ADLS Gen2 supports two layers of security: 1. Azure RBAC: Assign roles like Storage Blob Data Contributor, Storage Blob Data Reader, or Storage Blob Data Owner at the storage account, container, or directory level. 2. POSIX ACLs: Fine-grained permissions on directories and files. ACLs can be default (inherited by new children) or access (applied to the current object).

Both must be evaluated: RBAC determines whether a user can access the storage account at all, while ACLs determine what they can do within the hierarchy. The effective permissions are the intersection of RBAC and ACLs.

Limitations

Cannot disable hierarchical namespace after creation.

Maximum number of files/directories: unlimited, but performance may degrade if the number of blobs in a single container exceeds millions.

Renaming a directory is an atomic operation only if the directory is empty; otherwise, it is a rename of each blob individually.

No support for symbolic links or hard links.

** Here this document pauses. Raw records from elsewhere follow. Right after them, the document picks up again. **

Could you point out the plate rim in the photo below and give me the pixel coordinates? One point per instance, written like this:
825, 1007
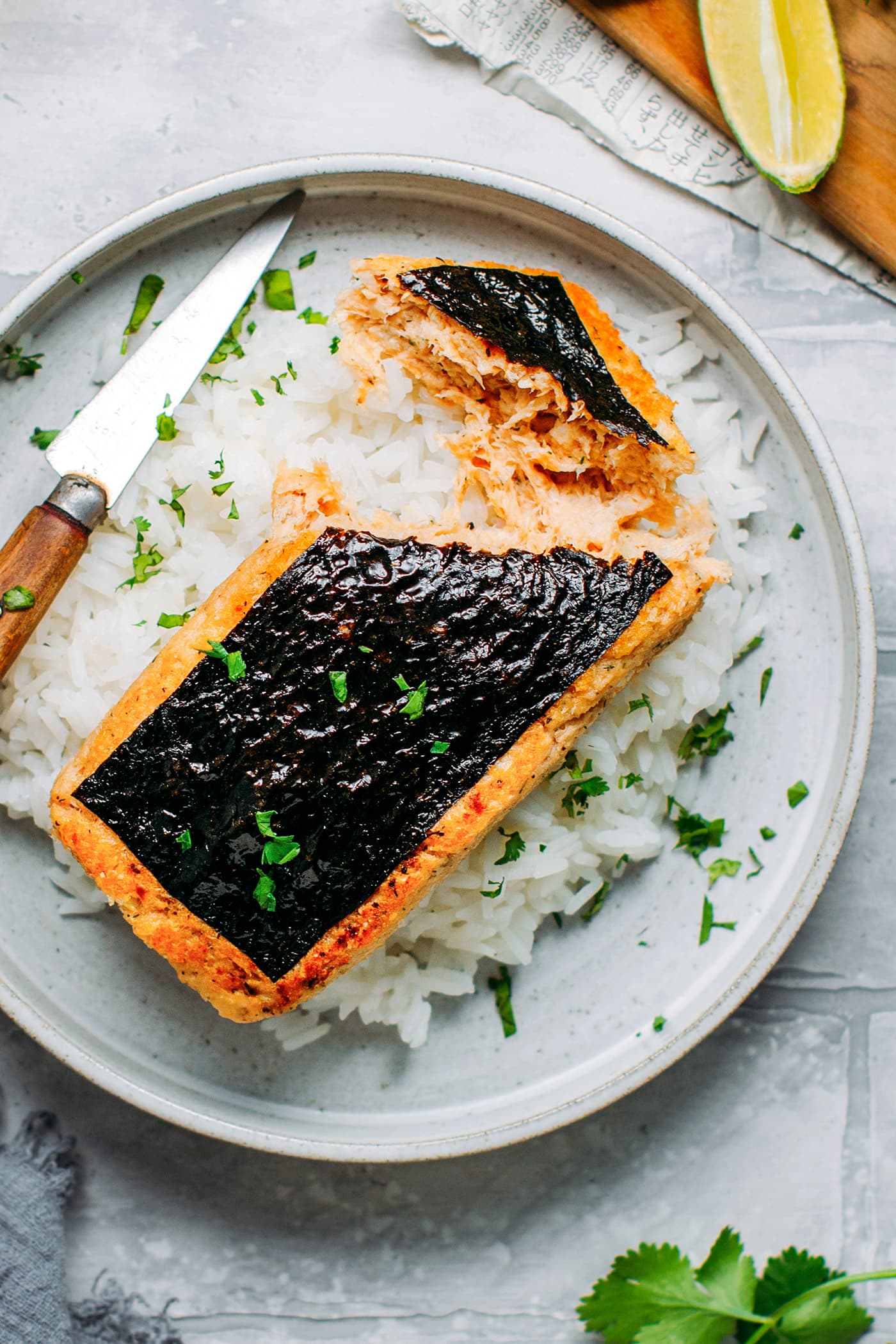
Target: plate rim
41, 294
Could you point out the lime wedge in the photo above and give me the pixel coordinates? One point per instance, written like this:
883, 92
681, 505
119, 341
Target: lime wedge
777, 73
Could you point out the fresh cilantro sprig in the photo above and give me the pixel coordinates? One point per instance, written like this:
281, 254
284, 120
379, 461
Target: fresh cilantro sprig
655, 1296
583, 788
707, 738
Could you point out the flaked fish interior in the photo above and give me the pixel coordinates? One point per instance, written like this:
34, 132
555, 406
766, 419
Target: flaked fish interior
394, 690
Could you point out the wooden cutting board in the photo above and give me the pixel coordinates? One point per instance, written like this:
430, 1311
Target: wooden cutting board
859, 193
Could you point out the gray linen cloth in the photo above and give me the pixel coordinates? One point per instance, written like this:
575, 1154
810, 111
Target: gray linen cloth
38, 1172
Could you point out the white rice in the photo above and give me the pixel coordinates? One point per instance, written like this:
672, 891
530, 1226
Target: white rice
97, 637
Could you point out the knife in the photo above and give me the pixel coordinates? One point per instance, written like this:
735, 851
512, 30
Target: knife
102, 448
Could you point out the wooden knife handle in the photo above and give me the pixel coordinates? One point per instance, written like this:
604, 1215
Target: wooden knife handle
41, 556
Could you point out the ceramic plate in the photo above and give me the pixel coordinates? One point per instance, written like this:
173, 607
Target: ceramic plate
94, 996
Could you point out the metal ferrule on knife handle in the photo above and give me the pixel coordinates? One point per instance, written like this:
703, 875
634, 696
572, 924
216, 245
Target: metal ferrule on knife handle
41, 556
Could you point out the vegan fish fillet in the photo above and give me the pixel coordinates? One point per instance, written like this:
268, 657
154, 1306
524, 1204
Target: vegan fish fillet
265, 822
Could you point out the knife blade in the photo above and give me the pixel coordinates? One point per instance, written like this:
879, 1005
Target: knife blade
102, 448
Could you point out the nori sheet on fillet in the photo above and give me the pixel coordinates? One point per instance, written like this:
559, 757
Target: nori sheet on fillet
535, 323
497, 639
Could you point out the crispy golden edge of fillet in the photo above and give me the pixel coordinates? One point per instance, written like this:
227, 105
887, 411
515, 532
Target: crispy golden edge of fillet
206, 960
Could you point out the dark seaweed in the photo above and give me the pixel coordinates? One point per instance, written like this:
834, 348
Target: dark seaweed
497, 639
535, 323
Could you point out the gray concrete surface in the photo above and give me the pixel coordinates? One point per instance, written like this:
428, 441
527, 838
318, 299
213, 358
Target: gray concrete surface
785, 1121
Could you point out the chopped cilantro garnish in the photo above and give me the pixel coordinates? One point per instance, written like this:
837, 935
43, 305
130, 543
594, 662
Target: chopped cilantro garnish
166, 428
171, 620
228, 343
696, 835
234, 662
173, 503
20, 365
707, 738
42, 438
414, 700
513, 847
756, 861
337, 682
18, 598
583, 788
151, 288
145, 563
708, 922
501, 987
278, 291
754, 644
595, 905
723, 868
264, 892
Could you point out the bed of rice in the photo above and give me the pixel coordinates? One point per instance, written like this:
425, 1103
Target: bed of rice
99, 637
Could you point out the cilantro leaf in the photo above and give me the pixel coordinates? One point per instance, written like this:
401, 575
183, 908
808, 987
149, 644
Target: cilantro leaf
18, 598
749, 648
707, 738
151, 288
708, 922
595, 905
696, 835
171, 620
655, 1296
501, 987
278, 289
513, 847
234, 662
339, 686
173, 503
264, 892
723, 868
42, 438
228, 344
166, 428
145, 563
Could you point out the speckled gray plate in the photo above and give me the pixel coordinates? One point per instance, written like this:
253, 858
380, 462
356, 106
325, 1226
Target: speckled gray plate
100, 1000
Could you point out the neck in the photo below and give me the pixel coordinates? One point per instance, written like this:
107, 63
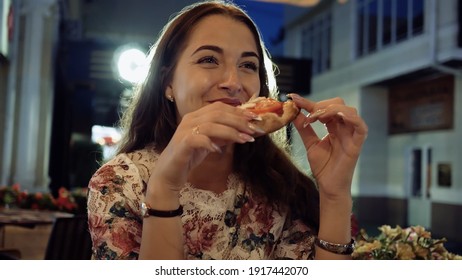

Must use StorageV2 account; cannot use BlobStorage or General-purpose v1.

Walk-Through

1

Enable Hierarchical Namespace

When creating a StorageV2 account, you must set the `--enable-hierarchical-namespace` flag to `true`. This cannot be changed later. The hierarchical namespace is implemented as a metadata layer that maps directory paths to blob prefixes. Enabling it changes the storage account's behavior: it now supports file system semantics like rename, move, and delete directories. Without this flag, the account behaves like a standard Blob Storage account with a flat namespace.

2

Create a Container (File System)

A container in ADLS Gen2 is equivalent to a top-level directory. You create it using Azure CLI or portal. The container name must be unique within the storage account. Containers can have access policies (private, blob, or container). In ADLS Gen2, containers are often called 'file systems' in the context of the ABFS driver.

3

Create Directories and Upload Files

Directories are created using the `az storage fs directory create` command. Files are uploaded using `az storage fs file upload`. The ABFS driver translates these operations into Blob Storage REST API calls. For example, creating a directory creates a zero-length blob with metadata indicating it is a directory. Uploading a file creates a blob with the path as the blob name.

4

Set Access Permissions

Permissions can be set using RBAC roles or POSIX ACLs. For POSIX ACLs, use `az storage fs access set` command. The ACLs are stored as metadata on the blob. Default ACLs are inherited by new children. When a user accesses a file, the system evaluates both RBAC and ACLs. The ABFS driver caches ACLs for performance.

5

Access Data via ABFS Driver

Applications use the `abfs://` URI scheme to access data. For example, `abfs://mycontainer@mystorageaccount.dfs.core.windows.net/mydir/myfile.csv`. The ABFS driver resolves the path by making REST calls to the Azure Data Lake Storage endpoint (`.dfs.core.windows.net`). The driver handles authentication via OAuth or shared key.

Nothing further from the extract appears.